As the convention gets set to begin in Las Vegas tomorrow, a lot of gamers will let it slide by. After all, console gamers will have no interest in what the new hardware is because theirs is already set and console gaming isn’t exactly the biggest part of this convention. A lot of PC gamers (myself included) also tend to look the other way since new hardware is not so much new and exciting as just something we know is coming due to the gradual nature of our choice device. But this year, I think there are a few participants who will make it worth our while to pay attention.

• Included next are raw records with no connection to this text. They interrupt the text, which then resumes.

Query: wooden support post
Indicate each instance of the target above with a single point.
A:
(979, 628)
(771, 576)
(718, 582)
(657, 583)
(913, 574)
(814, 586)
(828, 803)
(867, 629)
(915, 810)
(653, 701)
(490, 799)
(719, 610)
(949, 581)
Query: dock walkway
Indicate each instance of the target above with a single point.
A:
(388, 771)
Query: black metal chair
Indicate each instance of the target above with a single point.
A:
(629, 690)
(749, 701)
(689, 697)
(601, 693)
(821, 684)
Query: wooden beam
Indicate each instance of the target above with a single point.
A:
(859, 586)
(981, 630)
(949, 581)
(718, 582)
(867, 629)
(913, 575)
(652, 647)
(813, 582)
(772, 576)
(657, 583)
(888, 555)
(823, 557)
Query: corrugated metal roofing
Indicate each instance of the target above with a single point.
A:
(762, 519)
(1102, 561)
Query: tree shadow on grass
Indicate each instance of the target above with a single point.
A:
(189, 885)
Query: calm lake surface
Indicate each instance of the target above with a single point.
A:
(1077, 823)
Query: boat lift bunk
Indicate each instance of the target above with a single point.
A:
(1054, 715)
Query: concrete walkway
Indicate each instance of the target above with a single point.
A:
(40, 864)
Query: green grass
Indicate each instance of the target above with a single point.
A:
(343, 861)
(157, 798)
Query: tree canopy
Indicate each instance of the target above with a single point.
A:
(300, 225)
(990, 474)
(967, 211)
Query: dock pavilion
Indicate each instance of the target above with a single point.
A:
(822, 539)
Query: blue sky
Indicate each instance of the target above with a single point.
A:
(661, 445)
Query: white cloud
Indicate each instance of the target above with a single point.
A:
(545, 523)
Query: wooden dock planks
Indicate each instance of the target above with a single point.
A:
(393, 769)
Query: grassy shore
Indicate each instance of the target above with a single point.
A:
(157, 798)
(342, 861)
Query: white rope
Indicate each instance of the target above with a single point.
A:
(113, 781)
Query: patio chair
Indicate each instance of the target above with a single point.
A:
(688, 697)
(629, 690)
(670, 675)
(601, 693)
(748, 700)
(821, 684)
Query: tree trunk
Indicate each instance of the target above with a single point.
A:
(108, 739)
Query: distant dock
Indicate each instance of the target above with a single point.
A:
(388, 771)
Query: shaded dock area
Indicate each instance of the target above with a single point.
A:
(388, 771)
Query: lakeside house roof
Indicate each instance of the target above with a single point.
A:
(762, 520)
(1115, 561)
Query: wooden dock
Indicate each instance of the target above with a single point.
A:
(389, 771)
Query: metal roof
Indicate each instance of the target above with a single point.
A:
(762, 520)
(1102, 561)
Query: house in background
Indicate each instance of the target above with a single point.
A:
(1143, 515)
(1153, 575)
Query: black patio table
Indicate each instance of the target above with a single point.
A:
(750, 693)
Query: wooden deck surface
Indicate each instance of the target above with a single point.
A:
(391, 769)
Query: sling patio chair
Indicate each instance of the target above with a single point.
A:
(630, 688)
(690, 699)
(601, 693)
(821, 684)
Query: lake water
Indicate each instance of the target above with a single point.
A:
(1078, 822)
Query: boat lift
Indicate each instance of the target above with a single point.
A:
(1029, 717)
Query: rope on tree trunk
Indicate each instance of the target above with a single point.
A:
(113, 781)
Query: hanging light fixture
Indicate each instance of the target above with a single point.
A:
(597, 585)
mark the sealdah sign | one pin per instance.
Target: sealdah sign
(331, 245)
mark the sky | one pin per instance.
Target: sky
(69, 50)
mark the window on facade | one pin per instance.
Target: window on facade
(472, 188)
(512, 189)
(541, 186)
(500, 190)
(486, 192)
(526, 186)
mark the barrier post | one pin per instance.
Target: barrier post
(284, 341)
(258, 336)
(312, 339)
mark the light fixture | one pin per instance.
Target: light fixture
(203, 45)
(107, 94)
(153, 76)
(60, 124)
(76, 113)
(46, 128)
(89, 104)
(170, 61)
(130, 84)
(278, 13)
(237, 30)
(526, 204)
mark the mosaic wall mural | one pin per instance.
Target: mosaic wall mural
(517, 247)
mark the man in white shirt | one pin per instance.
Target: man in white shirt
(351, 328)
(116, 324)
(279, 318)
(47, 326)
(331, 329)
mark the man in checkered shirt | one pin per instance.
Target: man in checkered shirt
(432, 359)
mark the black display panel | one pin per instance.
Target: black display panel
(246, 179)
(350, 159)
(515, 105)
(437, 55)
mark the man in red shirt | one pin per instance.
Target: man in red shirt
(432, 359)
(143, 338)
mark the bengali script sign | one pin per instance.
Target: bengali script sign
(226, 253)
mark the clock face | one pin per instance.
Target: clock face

First and foremost, as expected, is Valve with the unveiling of the first line of Steam Machines. Currently, it is believed they have 12 companies lined up to release such a machine this year, and we will be seeing what to expect. So far we have already heard from a few companies, but according to Engadget.com, the following are going to be presented:
- Digital Storm
- Falcon Northwest
- Origin PC
- Scan Computers
We should have a better picture as early as tomorrow, but seeing as the convention is a week long and not everyone may want to talk by Valve’s side, choosing to do so on their own, time will tell when this week we get more details.
Also, towards the end of last year, Nvidia dropped a potential bombshell on the future of PC gaming with the creation of G-Sync. This new technology is designed to eliminate even the possibility of screen tearing and even improve the time it takes for your game to react to you. The reason for this is that right now, any game, platform regardless, has absolutely zero control over the refresh rate of your screen. The tearing that happens is because your screen is changing according to your game IN THE MIDDLE of your monitor/TV refreshing.
Most people associate this issue with low frame rates, but this CAN happen if you go above and beyond too as many PC monitors do today. To put it simply, more frames does NOT necessarily equal smoother display.
That’s where g-sync comes in. Nvidia has developed a technology that, when included in the monitor itself, gives the graphic card of your PC direct control of the refresh rate of the monitor. In essence, you monitor is refreshing at the command of your graphic card and so it is always in sync with your graphic card, prevent this problem from EVER occurring.
This week, we will finally see monitor producers reveal the first line of g-sync compatible monitors, so it will be time to see in public just what this can do!